You may with to schedule this archive for some time in the future - in this case, the approach is as for Deletion above, only you are Archiving files instead of Deleting them.
Hide:
All non-primary duplicates can be hidden from view, for all but Admin users (as long as this is not blocked by the file system in question). This can be done immediately via the Cognitive Toolkit CacheFileSystemPermissions and then the SetFileSystemPermissions tools, for either duplicate-hash = duplicate or published = duplicate (depending on your approach above).
You should ALSO schedule the disposition for some time in the future, following the same process as for Deletion, above. The idea here is that files are not really deleted quite yet, giving your users a period of time to notice and react, if needed for those few files that they really need access to.
System Shortcuts:
This approach is to replace the non-primary duplicates with file system shortcuts to the primary duplicate (using Windows Shortcuts (shell links)). While this sounds somewhat “easy” to implement from a technical perspective, there are some ramifications to consider:
Some file types (e.g.: technical drawings) that open many files at a single time (usually in the same folder) will likely not work if any of those files were replaced with a shortcut. This includes Microsoft Office documents that may have internal links to other Office documents.

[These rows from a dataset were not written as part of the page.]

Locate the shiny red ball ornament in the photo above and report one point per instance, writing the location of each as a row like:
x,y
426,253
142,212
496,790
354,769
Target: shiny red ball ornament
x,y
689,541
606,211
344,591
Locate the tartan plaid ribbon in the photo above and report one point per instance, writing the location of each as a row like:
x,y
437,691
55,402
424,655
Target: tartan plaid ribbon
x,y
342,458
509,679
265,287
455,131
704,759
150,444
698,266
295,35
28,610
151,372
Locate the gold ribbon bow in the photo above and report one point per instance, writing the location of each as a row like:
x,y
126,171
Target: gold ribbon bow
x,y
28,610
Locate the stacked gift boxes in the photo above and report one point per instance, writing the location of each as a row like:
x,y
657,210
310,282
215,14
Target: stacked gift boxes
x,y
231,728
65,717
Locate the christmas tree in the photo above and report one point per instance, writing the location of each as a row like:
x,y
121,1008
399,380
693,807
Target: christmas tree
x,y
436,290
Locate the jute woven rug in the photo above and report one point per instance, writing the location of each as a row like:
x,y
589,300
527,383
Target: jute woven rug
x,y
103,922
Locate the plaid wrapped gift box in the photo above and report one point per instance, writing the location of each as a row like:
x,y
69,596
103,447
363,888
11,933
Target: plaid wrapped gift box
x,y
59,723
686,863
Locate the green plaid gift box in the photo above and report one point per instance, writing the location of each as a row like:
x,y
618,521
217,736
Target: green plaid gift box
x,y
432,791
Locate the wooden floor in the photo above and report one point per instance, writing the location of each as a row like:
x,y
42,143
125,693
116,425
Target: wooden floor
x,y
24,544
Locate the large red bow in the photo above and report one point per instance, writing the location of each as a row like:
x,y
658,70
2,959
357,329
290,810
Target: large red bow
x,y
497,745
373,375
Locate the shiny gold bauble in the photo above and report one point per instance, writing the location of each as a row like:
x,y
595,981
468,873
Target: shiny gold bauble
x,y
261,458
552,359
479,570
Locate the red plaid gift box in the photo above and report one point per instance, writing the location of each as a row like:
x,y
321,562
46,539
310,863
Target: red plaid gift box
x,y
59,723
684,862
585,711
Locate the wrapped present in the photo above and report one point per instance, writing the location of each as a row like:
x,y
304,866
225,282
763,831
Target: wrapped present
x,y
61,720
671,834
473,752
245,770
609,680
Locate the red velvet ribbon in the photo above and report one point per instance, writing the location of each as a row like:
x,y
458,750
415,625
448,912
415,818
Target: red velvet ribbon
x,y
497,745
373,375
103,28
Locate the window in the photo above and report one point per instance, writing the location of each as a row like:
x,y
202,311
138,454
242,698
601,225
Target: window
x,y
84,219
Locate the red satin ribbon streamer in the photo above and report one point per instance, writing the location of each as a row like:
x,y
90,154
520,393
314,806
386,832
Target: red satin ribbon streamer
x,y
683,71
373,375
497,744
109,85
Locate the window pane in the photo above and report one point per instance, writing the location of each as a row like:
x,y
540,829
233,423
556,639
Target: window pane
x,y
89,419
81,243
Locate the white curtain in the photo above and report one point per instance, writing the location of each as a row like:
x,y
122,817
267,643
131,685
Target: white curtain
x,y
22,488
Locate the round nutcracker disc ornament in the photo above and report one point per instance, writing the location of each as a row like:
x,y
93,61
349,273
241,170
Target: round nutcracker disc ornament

Permissions are likely to be an issue, as permissions on the primary duplicate may be very different from the non-primary duplicate that is being replaced with a shortcut - i.e. whomever had access before may not have access to the document that the shortcut points to - and this would likely not be discovered until some time in the future when that user clicks on the shortcut and gets a permission denied error.
Replacing a complex permissioned non-primary document with an equivalent permissioned shortcut would be difficult.
After implementation, it is possible that a user thinking they are still working on their original document may unintentionally make changes to the primary-duplicate, perhaps even deleting it (if they have perms), affecting all users who try to use this document in the future via shortcuts.
For the above reasons, if implementing system shortcuts is still desired, we recommend doing so on a file type by file type basis. So, doing so for all “.pdf” documents for example, might be a safe approach here.
As an alternate approach to using system shortcuts, if your organization has Discovery Search, consider using that tool for users to “find” the documents they are looking for in the future (rather than using shortcuts). The scenario here is that non-primary duplicates would be deleted and then users looking for a given document can just use Discovery Search to find what they are looking for. This also has the benefit of reducing the “clutter” that can occur by introducing thousands or even millions of shortcuts with users instead using Discovery Search to find what they are looking for.
Duplicate value
When using the TagDuplicate command, items that are no longer duplicates can be removed using the --overwrite
option only after performing a RemoveField operation.
Scenario
You run the TagDuplicate operation and 2 files are identified and tagged as duplicates. If you delete one of the files from the index and re-run TagDuplicate, the file remaining will still be tagged with a “duplicate” value.
How to eliminate the “duplicate” value
The only way to have the duplicate value removed is to run RemoveField, and then include the --overwrite option when running the TagDuplicate command. This process will change the value of the remaining file to reflect that it is no longer a duplicate.
If you would like to know which files are duplicates and are running TagDuplicate on a schedule, it is recommended you remove all duplicate tags prior to running.